Je dois avouer que j’en ai rencontrés beaucoup plus au collège qu’en primaire. J’ai l’impression que la cruauté et l’intolérance se fait moins ouvertement à mesure qu’un enfant devient plus âgé. Dans plusieurs de mes classes de troisième année, viennent participer au cours d’anglais des éléments des classes dites spéciales. A raison de deux à trois élèves, elles se composent d’handicapés mentaux sévères à légers ou simplement de pauvres gamins un peu plus lents que les autres et qui peinent à s’intégrer. Tous se donnent vraiment un maximum au cours d’anglais et font preuve d’un sentiment de compétition exacerbé. Malheureusement, leur enthousiasme et leur participation se trouvent sapés par les réflexions affreuses de leur camarades quand ceux-ci mettent un peu de temps pour répondre ou commettent la moindre faute. Quand on ose les complimenter, on entend des commentaires du genre : « Il a répondu n’importe quoi et on le félicite ? C’est vraiment n’importe quoi ! ». Lors des jeux, une horde de nazis en short traque leur première hésitation qu’ils sanctionnent avec une intolérance sauvage d’une pique bien affûtée « Allez, t’as ENCORE perdu, tu t’assieds maintenant ». Les pauvres victimes tombent souvent en larmes ce qui sert d’occasion rêvée à leur bourreau : « Sensei, regardez ! Il pleure ENCORE ! Il n’a rien compris au jeu. C’est de sa faute ! ». Les proies, qu’il s’agisse d’handicapés, de timides, de petits, de taciturnes, partagent la même caractéristique : elles sont toujours faciles.

 

Les impertinents

D’un culot à toute épreuve, ceux que je considère comme les plus mal élevés, se sont montrés particulièrement nombreux cette année.

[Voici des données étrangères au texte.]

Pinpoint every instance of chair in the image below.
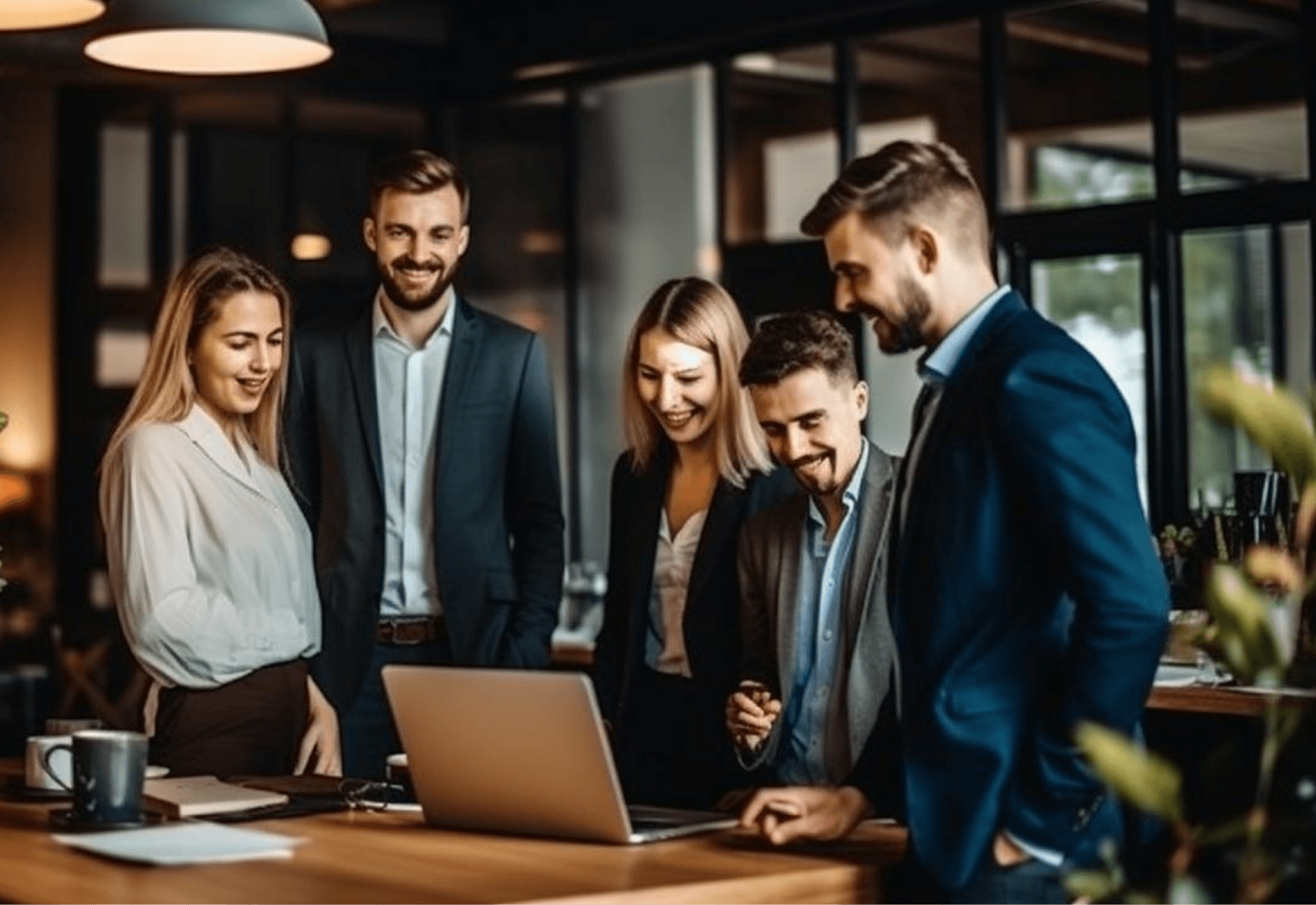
[50,622,150,729]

Outre les classiques questions « Sensei, comment on dit couille en anglais ? » généralement posées dans les couloirs après les cours, certains monstres n’hésitent pas à déblatérer des horreurs en pleine leçon. Lors d’un cours assez mouvementé, l’un des élèves sérieux tentait de rétablir le silence en hurlant à ses camarades de se taire. Cela arrive parfois en effet, que le responsable de classe soit chargé de la discipline. Dans une mauvaise classe, cela n’a bien sûr aucun effet. Bref, après avoir crié cinq fois aux autres de fermer leur clapet, un môme se mit à dire « Il faudrait dire shut up puisque nous sommes en cours d’anglais », ce en quoi il n’avait pas tort, bien que je trouve l’expression un peu trop cinglante. Hélas il ajouta : « Il y a fuck aussi ». J’ignore où il avait entendu un tel mot mais je lui répondis que c’était très mal poli. Il s’amusa ensuite à me mettre les nerfs en boule en répétant la formule trois fois… Dans la même classe, un gamin passe ses journées à faire des découpages (un autre), non sans ponctuer ses monologues de mots portés sous la ceinture.

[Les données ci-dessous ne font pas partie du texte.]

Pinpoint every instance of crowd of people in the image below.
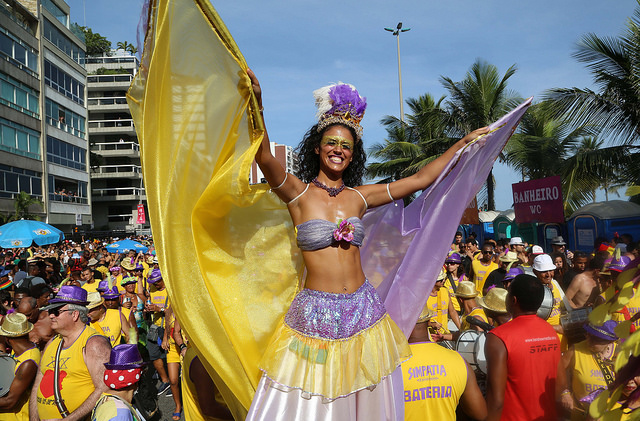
[0,238,232,421]
[403,232,640,420]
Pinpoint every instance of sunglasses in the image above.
[49,307,73,317]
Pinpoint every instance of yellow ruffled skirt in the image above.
[260,282,411,401]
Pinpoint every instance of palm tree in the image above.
[440,60,521,210]
[116,41,133,51]
[545,5,640,200]
[504,103,629,215]
[367,94,453,183]
[7,191,42,222]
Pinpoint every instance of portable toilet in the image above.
[493,209,520,239]
[567,200,640,252]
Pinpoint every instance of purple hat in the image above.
[444,253,462,263]
[44,285,89,310]
[102,285,120,300]
[120,276,138,286]
[147,269,162,284]
[584,320,618,341]
[104,344,146,370]
[502,267,524,282]
[96,281,109,292]
[608,256,631,272]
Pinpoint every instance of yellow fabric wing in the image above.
[127,0,302,419]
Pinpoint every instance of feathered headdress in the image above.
[313,83,367,140]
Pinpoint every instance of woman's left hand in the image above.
[247,69,262,108]
[460,126,489,145]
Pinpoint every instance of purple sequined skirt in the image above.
[284,281,386,340]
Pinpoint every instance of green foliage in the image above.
[116,41,138,55]
[80,26,111,56]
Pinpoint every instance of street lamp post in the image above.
[384,22,411,123]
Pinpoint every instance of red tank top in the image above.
[489,314,560,421]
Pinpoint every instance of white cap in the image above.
[533,254,556,272]
[509,237,524,246]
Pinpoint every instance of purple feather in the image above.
[329,84,367,116]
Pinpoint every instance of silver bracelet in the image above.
[271,172,289,191]
[387,183,398,206]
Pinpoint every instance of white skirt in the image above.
[247,368,404,421]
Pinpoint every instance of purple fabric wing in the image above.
[360,98,531,337]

Plus inquiétant, un cinquième année (CM2) me demanda sans aucun scrupule, et ce, lors la toute première session, si j’étais homosexuel (je venais d’expliquer brièvement la différence entre he et she) puis, dix minutes plus tard, si je trompais ma femme.

Je venais de démarrer l’année et je ne tenais pas à me mettre en rogne. L’institutrice m’invita à ignorer la chose. Ah, si j’avais eu mon Torgnolle note sous la main…

Enfin un petit gros de sixième me posa la question suivante, lors de mon premier repas dans la classe : « Vous avez des relations sexuelles avec votre épouse ? », chose que l’on ne m’avais pas demandée depuis le collège l’année d’avant.

 

Je le répète, un individu peut adopter un ou plusieurs de ces comportements pendant une période que l’on pourrait nommer « l’âge con » (à ne pas confondre avec l’âge bête qui vient plus tard). Sa durée dépend du sujet.

Depuis mes débuts en tant qu’assistant professeur il y a plus de cinq ans, j’ai l’intime conviction que le nombre d’écoliers touchés n’a cessé d’augmenter comme une épidémie. Que me réserve donc l’année prochaine ? J’en frissonne d’avance.

 

NB : La photo date de 2002, période où je n’avais à déplorer que peu de cas difficiles.